Born in Nantes to a French father William Henri Arnous-Rivière and an English mother Marie Tobin, he awarded himself the nobiliary particle "de". Arnous-Rivière finished 6th of 13 in the 1867 Paris international tournament organized in conjunction with the Exposition Universelle. Although he finished well below the strongest foreign masters, he was ahead of fellow Parisian, Polish-born, Samuel Rosenthal. Arnous-Rivière had success in some minor tournaments in Paris: 3rd in 1880, 2nd= in 1881, 2nd in 1882–3, and 3rd in the Café de la Régence tournament of 1896.

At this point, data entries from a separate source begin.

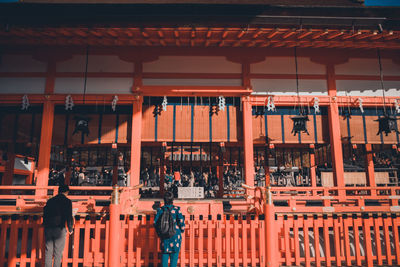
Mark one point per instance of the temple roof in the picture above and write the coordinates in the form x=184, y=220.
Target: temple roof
x=267, y=23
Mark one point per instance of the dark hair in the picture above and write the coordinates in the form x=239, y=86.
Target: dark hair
x=168, y=198
x=63, y=188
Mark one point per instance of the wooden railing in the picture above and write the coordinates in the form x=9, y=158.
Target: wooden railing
x=90, y=199
x=355, y=239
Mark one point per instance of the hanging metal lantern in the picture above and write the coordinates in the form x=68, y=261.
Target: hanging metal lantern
x=300, y=124
x=387, y=124
x=157, y=110
x=81, y=125
x=259, y=112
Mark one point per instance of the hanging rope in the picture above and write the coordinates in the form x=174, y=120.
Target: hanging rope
x=381, y=75
x=297, y=80
x=86, y=69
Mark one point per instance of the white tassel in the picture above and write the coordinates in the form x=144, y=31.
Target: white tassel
x=316, y=105
x=397, y=105
x=221, y=103
x=114, y=103
x=164, y=103
x=360, y=105
x=271, y=104
x=69, y=102
x=25, y=102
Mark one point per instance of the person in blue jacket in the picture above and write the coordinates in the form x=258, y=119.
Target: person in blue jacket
x=170, y=247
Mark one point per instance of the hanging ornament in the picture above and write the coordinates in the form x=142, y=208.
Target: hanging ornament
x=299, y=121
x=397, y=105
x=25, y=102
x=387, y=124
x=271, y=104
x=259, y=112
x=114, y=103
x=300, y=124
x=164, y=103
x=360, y=104
x=81, y=125
x=69, y=102
x=221, y=103
x=316, y=105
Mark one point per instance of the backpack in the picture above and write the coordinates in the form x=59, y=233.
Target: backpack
x=165, y=226
x=52, y=214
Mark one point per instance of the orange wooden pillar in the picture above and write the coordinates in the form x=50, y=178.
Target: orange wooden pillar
x=271, y=234
x=313, y=174
x=114, y=258
x=45, y=147
x=334, y=129
x=248, y=142
x=136, y=141
x=369, y=166
x=9, y=168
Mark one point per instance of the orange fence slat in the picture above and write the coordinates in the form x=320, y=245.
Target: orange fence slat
x=316, y=226
x=336, y=235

Arnous-Rivière fared poorly in his casual games against Morphy, but did well in more formal match play. He lost to Serafino Dubois in 1855, and Gustav Neumann in 1864, but he drew with Ignatz von Kolisch in 1859, and defeated Thomas Wilson Barnes in London and Paul Journoud in Paris in 1860, and Johann Löwenthal in Paris in 1867. He also lost a close match to Mikhail Chigorin by +4−5=1 in 1883.
Arnous-Rivière's writings included several chess columns and books on billiards and roulette. He also invented many games.
He married 27 October 1858 to Joséphine de Coulhac Mazérieux and had three children: William Arnous-Rivière, Hélène Arnous-Rivière and Jacques Arnous-Rivière. Hélène Arnous-Rivière married Baron Christian-Hubert von Pfeffel; her great-grandson is British politician Stanley Johnson, father of Boris Johnson.
Arnous-Rivière died in Paris in 1905.